Identifiers
- Organism: Bacillus phage phi29
- Symbol: 2
- Orthologs: OMA: entry
- UniProt: P03680

Search for
- Structures: Swiss-model
- Domains: InterPro

= Φ29 DNA polymerase =

Enzyme from bacteriophage ϕ29

Φ29 DNA polymerase is an enzyme from the bacteriophage Φ29. It is being increasingly used in molecular biology for multiple displacement DNA amplification procedures, and has a number of features that make it particularly suitable for this application. It was discovered and characterized by Spanish scientists Luis Blanco and Margarita Salas.

==Φ29 DNA replication==
Φ29 is a bacteriophage of Bacillus subtilis with a sequenced, linear, 19,285 base pair DNA genome. Each 5' end is covalently linked to a terminal protein, which is essential in the replication process by acting as a primer for the viral DNA polymerase.
A symmetrical mode of replication has been suggested, whereby protein-primed initiation occurs non-simultaneously from either end of the chromosome; this involves two replication origins and two distinct polymerase monomers. Synthesis is continual and involves a strand displacement mechanism. This was demonstrated by the ability of the enzyme to continue to copy the singly primed circular genome of the M13 phage more than tenfold in a single strand (over 70kb in a single strand).
In vitro experiments have shown that Φ29 replication can proceed to completion with the sole phage protein requirements of the polymerase and the terminal protein.
The polymerase catalyses the formation of the initiation complex between the terminal protein and the chromosome ends at an adenine residue. From here, continual synthesis can occur.

==The polymerase==
The polymerase is a monomeric protein with two distinct functional domains. Site-directed mutagenesis experiments support the proposition that this protein displays a structural and functional similarity to the Klenow fragment of the Escherichia coli Polymerase I enzyme; it comprises a C-terminal polymerase domain and a spatially separated N-terminal domain with a 3'-5' exonuclease activity.

The isolated enzyme has no intrinsic helicase activity but may carry out an equivalent function by way of its strong binding to single stranded DNA, particularly in preference to double stranded nucleic acid. This is the property of this enzyme that makes is favorably applicable to Multiple Displacement Amplification. The enzyme facilitates the "debranching" of double stranded DNA. Deoxyribonucleoside triphosphate cleavage that occurs as part of the polymerization process probably supplies the energy required for this unwinding mechanism. The continuous nature of strand synthesis (compared to the asymmetric synthesis seen in other organisms) probably contributes to this enhanced processivity.
Proofreading activity conferred by the exonuclease domain was demonstrated by showing the preferential excision of a mismatched nucleotide from the 3' terminus of the newly synthesized strand. The exonuclease activity of the enzyme is, like its polymerization activity, highly processive and can degrade single-stranded oligonucleotides without dissociation. Co-operation or a 'delicate competition' between these two functional domains is essential, so as to ensure accurate elongation at an optimal rate. The exonuclease activity of the enzyme does impede its polymerization capacity; inactivation of the exonuclease activity by site-directed mutagenesis meant that a 350 fold lower dNTP concentration was required to achieve the same rates of primer elongation seen in the wild type enzyme.

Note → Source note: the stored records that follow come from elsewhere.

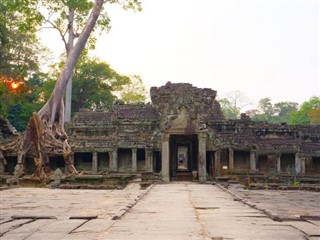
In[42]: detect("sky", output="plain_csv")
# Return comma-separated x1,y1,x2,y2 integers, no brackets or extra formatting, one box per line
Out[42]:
40,0,319,108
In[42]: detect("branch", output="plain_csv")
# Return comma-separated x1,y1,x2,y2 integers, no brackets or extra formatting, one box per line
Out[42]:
37,26,57,31
45,19,68,52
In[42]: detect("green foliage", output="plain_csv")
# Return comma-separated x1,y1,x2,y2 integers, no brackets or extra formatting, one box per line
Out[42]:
119,75,147,103
71,56,131,112
0,73,46,130
0,0,143,129
248,98,298,124
218,98,240,119
307,109,320,125
218,91,250,119
0,79,12,118
290,96,320,125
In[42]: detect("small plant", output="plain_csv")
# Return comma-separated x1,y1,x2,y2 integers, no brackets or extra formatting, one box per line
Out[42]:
293,181,300,187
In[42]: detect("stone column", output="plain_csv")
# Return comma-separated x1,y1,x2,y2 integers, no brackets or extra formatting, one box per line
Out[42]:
92,151,98,173
250,151,256,172
161,134,170,182
131,148,137,172
295,153,301,174
0,158,4,173
145,150,153,172
109,149,118,172
300,156,305,175
198,134,207,183
228,148,234,173
214,150,221,176
276,154,281,173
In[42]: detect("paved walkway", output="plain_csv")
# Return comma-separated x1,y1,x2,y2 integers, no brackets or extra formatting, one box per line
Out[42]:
1,183,319,240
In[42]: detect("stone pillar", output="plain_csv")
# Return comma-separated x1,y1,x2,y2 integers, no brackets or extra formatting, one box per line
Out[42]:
228,148,234,173
161,134,170,182
0,159,4,173
145,150,153,172
300,156,305,175
250,151,256,171
92,151,98,172
109,149,118,172
198,134,207,183
295,153,301,174
276,154,281,173
214,150,221,175
131,148,137,172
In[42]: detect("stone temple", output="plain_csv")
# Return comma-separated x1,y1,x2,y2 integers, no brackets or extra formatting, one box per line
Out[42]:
1,82,320,182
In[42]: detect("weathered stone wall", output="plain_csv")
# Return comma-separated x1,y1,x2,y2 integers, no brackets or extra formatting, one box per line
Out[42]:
150,82,224,133
68,103,160,152
2,83,319,177
207,119,320,157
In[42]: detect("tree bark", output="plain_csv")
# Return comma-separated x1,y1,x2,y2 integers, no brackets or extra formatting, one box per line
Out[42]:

==Whole genome amplification==
Φ29 polymerase enzyme is already used in multiple displacement amplification (MDA) procedures (including in a number of commercial kits) whereby fragments tens of kilobases in length can be produced from non-specific hexameric primers annealing at intervals along the genome. The enzyme has many desirable properties that make it appropriate for whole genome amplification (WGA) by this method.
- High processivity.
- Proofreading activity. It is believed to be 1 or 2 orders of magnitude less error prone than Taq polymerase.
- Generates large fragments, over 10kb.
- Produces more DNA than PCR-based methods, by about an order of magnitude.
- Requires minimal amount of template; 10 ng suffices.
- Novel replication mechanism; multiple-strand displacement amplification.
  - Random primers (hexamers) can be used, no need to design specific primers/target specific regions.
  - No need for thermal cycling.
- Good coverage and a reduced amplification bias when compared to PCR-based approaches. There is speculation that it is the least biased of the WGA methods in use.